The Empowering Places programme aims to build more resilient and prosperous communities by building the capacity of locally rooted ‘catalyst’ organisations in six areas to seed the growth of new community businesses.
- Wigan and Leigh Community Charity (WLCC) formally Abram Ward Community Cooperative, in Abram, Wigan
- B-inspired in Braunstone, Leicester
- Centre4 in Nunsthorpe and Bradley Park, Grimsby
- Real Ideas in Devonport and Stonehouse, Plymouth
- The Wharton Trust in Dyke House, Hartlepool
- Made in Manningham, incubated by Participate in Manningham, Bradford
Catalyst organisations have empowered and supported local people who have ideas about how they can address the challenges faced by their communities. For Power to Change this approach is different; instead of relying on grant applications, we’ve been testing how we can encourage and support local ideas to become sustainable community businesses which ultimately work to make places better. When we started out on the Empowering Places journey five years ago, we knew this approach would be challenging, particularly in the context of high deprivation. We didn’t know that these challenges would be exasperated by a global pandemic.
Despite adversity, Renaisi’s latest report from the Empowering Places Evaluation shows that many of the community businesses catalysed by the programme have prevailed. We’re seeing real success stories across all places on the programme; from the Ethical Recruitment Agency (ERA) in Grimsby, which by the end of 2021 had moved 45 local people into jobs, to Lily Anne’s Café in Hartlepool which is providing vital mental health support (and great coffee!) to the community through social prescribing.
The evaluation is highlighting how the different approaches are catalysing sustainable community businesses in areas of high deprivation. For example, B-inspired in Braunstone, Leicester have catalysed and supported a range of community businesses within its biggest asset, ‘The Grove’. B-inspired intentionally chose to focus on providing intensive support to a smaller number of community businesses, with a strong focus on financial sustainability. This has resulted in the development of five community businesses: a café, bar, dance group and a grassroots football club, all operating out of its biggest asset, The Grove, a former council-run sports centre renovated by B-inspired in 2019.
It’s really exciting to see change happening at all three levels identified in the Empowering Places Change Framework: at a micro-community level, at a community business level, and at a macro wide place level. In their latest report Renaisi explores the changes at the community business level, sharing their findings across three outcome areas: developing confidence, resources, skills and knowledge, developing networks and relationships, and creating sustainable community businesses. The report provides evidence that the programme design is enabling positive change, as is the approach that catalysts take to empowering local people to develop community businesses, one that varies from place to place but is underpinned by support that is holistic, relational, and organic.

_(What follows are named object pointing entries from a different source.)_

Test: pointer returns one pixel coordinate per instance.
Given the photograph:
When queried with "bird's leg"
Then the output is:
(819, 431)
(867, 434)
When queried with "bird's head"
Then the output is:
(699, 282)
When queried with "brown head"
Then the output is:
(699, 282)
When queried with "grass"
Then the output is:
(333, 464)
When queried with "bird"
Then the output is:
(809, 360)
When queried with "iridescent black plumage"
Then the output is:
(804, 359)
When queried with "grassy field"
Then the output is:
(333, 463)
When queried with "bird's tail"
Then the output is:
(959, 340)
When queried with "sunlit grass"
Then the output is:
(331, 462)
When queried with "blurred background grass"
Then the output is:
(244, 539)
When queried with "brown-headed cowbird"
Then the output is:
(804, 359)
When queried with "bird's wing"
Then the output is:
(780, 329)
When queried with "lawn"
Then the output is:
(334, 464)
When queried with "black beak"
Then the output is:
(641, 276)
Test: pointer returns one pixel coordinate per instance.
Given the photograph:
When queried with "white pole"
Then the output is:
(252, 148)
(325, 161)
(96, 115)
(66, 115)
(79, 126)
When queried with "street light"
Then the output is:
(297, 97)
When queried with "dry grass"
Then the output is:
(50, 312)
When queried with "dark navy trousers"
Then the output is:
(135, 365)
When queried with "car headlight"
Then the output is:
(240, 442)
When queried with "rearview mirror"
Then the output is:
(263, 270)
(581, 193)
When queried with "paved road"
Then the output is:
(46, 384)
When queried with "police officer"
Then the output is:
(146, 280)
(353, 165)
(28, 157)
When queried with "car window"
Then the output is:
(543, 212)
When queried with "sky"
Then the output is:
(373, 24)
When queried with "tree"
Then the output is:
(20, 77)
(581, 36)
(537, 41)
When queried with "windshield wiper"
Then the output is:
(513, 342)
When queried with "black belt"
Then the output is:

However, we also recognise that community businesses are struggling to achieve sustainability. In the final months of the programme, improving sustainability and securing the future of the community businesses will be key to ending Empowering Places well, and to realising long term aspirations to increase the resilience of these communities and make places better.
At Power to Change we hope to achieve this as best we can, but we also hope that the insights and learning from this ambitious and somewhat experimental programme will also be drawn on by other funders and policymakers.